A small town by the Venice lagoon. Lorena is a middle- aged, overburdened, working-class, family woman. She is proud of her reputation as a serious, selfless woman and devoted mother. One day, at a local fair, a healer on stage identifies her as the reincarnation of Marie Antoinette. Lorena and the crowd burst out laughing, but an old Countess in a wheelchair, in a semi-vegetative state, gains consciousness seeing her and cries for the emotion of meeting Marie Antoinette. The Countess’ caretaker begs Lorena to play along: it is the first time the woman woke up in months! Lorena, who can’t say no to people in need, pretends to be Marie Antoinette for the lady. And from this moment Lorena begins to secretly play Marie Antoinette more and more often for the old woman in her crumbling villa, isolated in the middle of the lagoon. She brings props, she comes up with new acts and ideas... She claims that she is just happy to help, but the more she comes back, the more she uncovers a playful, childish, free side of herself that was unknown to her up to this point and that now demands to exist. In this villa between the land and the water, Lorena unexpectedly comes closer to her deep desires and discovers the beauty of getting lost.
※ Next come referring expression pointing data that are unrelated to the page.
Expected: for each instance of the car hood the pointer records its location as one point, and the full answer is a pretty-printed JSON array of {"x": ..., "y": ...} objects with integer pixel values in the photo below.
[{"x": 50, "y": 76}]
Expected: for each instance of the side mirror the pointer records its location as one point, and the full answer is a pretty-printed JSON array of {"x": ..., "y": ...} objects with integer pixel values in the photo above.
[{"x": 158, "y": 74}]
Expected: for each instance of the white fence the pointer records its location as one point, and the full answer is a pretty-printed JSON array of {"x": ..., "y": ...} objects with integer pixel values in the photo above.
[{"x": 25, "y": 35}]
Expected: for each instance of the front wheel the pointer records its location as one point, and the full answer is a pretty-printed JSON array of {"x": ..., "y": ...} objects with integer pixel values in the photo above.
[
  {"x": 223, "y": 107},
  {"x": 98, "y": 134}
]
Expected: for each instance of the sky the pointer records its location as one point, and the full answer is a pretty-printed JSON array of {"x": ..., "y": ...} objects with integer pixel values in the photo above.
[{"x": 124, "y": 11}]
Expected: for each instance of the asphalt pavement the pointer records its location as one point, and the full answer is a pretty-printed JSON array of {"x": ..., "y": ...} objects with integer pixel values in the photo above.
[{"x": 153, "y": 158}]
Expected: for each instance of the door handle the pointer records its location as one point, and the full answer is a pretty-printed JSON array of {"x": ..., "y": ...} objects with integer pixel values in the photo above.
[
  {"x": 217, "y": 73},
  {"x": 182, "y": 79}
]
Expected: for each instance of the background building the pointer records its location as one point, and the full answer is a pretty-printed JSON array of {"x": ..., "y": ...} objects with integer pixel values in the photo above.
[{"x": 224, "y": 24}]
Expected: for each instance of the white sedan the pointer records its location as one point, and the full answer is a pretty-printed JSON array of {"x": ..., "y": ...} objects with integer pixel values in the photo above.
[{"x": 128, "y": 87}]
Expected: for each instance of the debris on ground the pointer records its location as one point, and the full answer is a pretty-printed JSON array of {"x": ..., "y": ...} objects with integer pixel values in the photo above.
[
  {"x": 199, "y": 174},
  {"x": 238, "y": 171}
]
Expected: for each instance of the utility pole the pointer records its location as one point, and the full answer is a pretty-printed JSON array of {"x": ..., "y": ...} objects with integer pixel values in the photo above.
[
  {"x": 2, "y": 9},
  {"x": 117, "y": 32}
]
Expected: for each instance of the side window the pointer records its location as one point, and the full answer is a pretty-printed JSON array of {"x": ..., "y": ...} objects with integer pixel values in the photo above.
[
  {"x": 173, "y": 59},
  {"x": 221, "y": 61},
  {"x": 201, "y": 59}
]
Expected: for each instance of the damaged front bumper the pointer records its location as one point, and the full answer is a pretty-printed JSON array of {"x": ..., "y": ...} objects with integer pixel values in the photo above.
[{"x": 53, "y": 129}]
We grew up in a context where the value of dreams and listening to oneself has been relegated to a small corner of daily life, in favour of the quest for apparent well-being and a functional role in society. This is even truer in North-Eastern Italy, the Italian region that, more than any other, likes to describe itself as the land of productivity, populated by people “who work hard and roll up their sleeves”. What would happen if these beliefs were questioned by an absurd game, but precisely for this reason of deflagrating force? In The Last Queen, comedy helps to soften the intimate and profound drama that Lorena, our protagonist, is living and which characterises all the characters of the film in different ways: the need to hang on to illusions for fear of freely exploring one’s true desires – from the aristocrats who pretend to still be living in the past to Lorena’s community, people hiding behind the cult of work and efficiency, all the while lying to themselves. It is this that Lorena glimpses in its basic form during her journey and with which she is finally able to come to terms.